I believe in God the Father Almighty, Maker of heaven and earth, and in Jesus Christ his only son our Lord who was conceived by the Holy Spirit, born of the Virgin Mary, suffered under Pontius Pilate, was crucified, dead, and buried. The third day he arose from the dead, he ascended into heaven and sitteth at the right hand of God the Father Almighty; from thence he shall come to judge the quick and the dead. I believe in the Holy Spirit, the Church Universal, the communion of saints, the forgiveness of sins, the resurrection of the body and the life everlasting. Amen.
Articles Of Our Faith
OF FAITH IN THE HOLY TRINITY
There is but one living and true God, everlasting, without body or parts, of infinite power, wisdom and goodness; the maker and preserver of all things, both visible and invisible. And in unity of this God-head, there are three persons of one substance, power and eternity; the Father, the Son and the Holy Ghost.
OF THE WORD OR SON OF GOD, WHO WAS MADE VERY MAN
The Son, who is the Word of the Father, the very and eternal God, of one substance with the Father, took man's nature in the womb of the blessed Virgin; so that two whole and perfect natures, that is to say, the God-head and manhood, were joined together in one person, never to be divided, whereof is one Christ, very God and very man, who suffered, was crucified, dead and buried, to reconcile his Father to us, and to be a sacrifice, not only for original guilt, but also for actual sins of men.
OF THE RESURRECTION OF CHRIST
Christ did truly rise from the dead, and took again his body with all things appertaining to the perfection of man's nature, wherewith he ascended into heaven, and sitteth until he returns to judge all men at last day.
OF THE HOLY GHOST
The Holy Ghost, proceeding from the Father and the Son, is of one substance, majesty and glory with the Father and the Son, very and eternal God.
THE SUFFICIENCY OF THE HOLY SCRIPTURES FOR SALVATION
The Holy Scripture containeth all things necessary to salvation; so that whatever is not read therein, nor may be proved thereby, is not to be required of any man, that it should be believed as an article of faith, or be thought requisite or necessary to salvation. In the name of the Holy Scriptures, we do understand those canonical books of the Old and New Testament, of whose authority was never any doubt in the Church.
Additional information regarding our beliefs can be found at http://www.ame-church.com/our-church/our-beliefs/
Sacraments ordained of Christ are not only badges or tokens of Christian men's profession, but rather they are certain signs of grace, and God's good will towards us, by the which he doth work invisibly in us, and doth not only quicken, but also strengthen and confirm our faith in Him.
There are two Sacraments ordained of Christ our Lord, in the Gospel; that is to say, Baptism and the Supper of the Lord.
Those five commonly called sacraments, that is to say, Confirmation, Penance, Orders, Matrimony and Extreme Unction, are not to be counted for Sacraments of the Gospel; being such as have partly grown out of the corrupt following of the Apostles; and partly are states of life allowed in the Scriptures, but yet have not the like nature of Baptism and the Lord's Supper, because they have not any visible sign, or ceremony ordained of God.
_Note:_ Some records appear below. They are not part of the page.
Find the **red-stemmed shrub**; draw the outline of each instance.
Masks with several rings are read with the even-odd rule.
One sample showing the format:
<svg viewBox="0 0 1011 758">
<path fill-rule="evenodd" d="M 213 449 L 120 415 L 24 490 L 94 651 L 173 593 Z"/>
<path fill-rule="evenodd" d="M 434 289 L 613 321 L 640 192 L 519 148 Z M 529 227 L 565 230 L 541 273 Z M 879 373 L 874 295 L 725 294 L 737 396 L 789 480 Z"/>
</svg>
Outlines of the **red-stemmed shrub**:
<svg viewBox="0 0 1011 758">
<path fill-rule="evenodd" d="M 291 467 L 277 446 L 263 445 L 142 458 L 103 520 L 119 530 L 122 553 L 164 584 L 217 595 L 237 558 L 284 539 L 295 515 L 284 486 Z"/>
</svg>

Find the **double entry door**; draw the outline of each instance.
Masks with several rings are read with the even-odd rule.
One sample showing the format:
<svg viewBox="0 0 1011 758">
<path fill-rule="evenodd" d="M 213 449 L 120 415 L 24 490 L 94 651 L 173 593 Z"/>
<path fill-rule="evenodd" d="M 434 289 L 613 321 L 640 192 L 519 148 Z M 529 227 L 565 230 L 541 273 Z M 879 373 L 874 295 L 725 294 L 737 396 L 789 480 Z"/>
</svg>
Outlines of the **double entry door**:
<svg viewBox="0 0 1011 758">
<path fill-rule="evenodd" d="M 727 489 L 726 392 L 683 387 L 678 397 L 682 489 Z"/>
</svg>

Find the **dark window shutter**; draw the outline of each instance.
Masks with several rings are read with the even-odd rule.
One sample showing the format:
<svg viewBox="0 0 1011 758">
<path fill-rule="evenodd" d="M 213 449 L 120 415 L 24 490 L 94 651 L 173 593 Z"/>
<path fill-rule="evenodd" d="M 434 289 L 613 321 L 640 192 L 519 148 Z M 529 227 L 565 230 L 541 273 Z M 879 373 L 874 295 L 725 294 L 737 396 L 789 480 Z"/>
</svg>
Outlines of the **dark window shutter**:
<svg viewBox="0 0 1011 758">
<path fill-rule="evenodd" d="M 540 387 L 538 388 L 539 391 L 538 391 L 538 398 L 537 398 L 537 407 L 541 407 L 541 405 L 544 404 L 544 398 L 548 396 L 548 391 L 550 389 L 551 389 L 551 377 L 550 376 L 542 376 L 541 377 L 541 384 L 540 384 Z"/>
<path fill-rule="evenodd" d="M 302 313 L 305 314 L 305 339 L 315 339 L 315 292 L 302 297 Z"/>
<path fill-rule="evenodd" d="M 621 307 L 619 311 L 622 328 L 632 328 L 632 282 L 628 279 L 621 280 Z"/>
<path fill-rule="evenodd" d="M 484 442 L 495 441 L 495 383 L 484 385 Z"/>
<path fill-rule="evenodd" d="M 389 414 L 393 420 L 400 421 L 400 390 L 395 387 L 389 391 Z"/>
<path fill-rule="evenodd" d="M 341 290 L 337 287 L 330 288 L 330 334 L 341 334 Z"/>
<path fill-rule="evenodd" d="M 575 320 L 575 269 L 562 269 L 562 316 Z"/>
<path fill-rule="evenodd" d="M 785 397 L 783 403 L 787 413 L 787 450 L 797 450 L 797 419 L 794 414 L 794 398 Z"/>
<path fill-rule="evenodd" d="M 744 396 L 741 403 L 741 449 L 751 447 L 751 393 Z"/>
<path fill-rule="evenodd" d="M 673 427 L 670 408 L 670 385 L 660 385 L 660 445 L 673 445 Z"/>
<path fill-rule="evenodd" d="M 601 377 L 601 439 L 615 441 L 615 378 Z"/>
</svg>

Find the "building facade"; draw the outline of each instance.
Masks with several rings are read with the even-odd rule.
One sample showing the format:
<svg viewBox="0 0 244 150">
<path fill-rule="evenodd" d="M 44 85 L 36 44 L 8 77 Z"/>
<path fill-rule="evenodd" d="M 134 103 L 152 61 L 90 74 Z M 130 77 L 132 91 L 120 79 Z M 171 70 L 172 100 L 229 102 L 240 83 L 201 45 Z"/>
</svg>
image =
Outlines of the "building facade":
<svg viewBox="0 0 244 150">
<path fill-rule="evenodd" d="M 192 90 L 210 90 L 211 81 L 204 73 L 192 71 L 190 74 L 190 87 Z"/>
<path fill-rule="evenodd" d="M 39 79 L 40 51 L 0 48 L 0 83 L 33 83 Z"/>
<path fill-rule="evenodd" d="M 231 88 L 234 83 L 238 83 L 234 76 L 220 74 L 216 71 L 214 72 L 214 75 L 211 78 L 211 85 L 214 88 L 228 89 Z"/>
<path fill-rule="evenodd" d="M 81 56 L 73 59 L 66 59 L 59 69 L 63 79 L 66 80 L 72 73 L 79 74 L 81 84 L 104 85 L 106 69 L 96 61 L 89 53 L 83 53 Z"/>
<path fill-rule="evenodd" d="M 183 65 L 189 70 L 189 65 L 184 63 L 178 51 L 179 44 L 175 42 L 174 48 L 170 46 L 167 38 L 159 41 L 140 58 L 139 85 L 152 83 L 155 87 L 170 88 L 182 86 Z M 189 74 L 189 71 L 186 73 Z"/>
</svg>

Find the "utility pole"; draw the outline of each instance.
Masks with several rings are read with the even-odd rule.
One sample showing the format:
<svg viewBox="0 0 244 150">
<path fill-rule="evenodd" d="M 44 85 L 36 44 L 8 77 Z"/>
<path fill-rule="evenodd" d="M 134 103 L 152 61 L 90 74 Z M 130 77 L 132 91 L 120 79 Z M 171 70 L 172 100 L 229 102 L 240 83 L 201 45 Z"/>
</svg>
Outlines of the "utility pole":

The Sacraments were not ordained of Christ to be gazed upon, or to be carried about; but that we should duly use them. And in such only as worthily receive the same, they have a wholesome effect or operation; but they that received them unworthily, purchase to themselves condemnation, as St. Paul saith.
Baptism is not only a sign of profession, and mark of difference; but it is also a sign of regeneration, or the new birth. The baptism of young children is to be retained in the church.
THE LORD'S SUPPER
The Supper of the Lord is not only a sign of the love that Christians ought to have among themselves one to another, but rather is a Sacrament of our redemption by Christ's death; insomuch, that to such as rightly, worthily, and with faith receive the same, the bread which we break is a partaking of the body of Christ; and likewise the cup of blessing is a partaking of the blood of Christ.
Transubstantiation, or the change of the substance of bread and wine in the Supper of our Lord, cannot be proved by Holy Writ; but is repugnant to the plain words of Scripture, overthroweth the nature of a sacrament, and hath given occasion to many superstitions.
The body of Christ is given, taken and eaten in the Supper, only after a heavenly and spiritual manner. And the means whereby the body of Christ is received and eaten in the Supper, is faith. The Sacrament of the Lord's Supper is not by Christ's ordinance reserved, carried about, lifted up, or worshipped.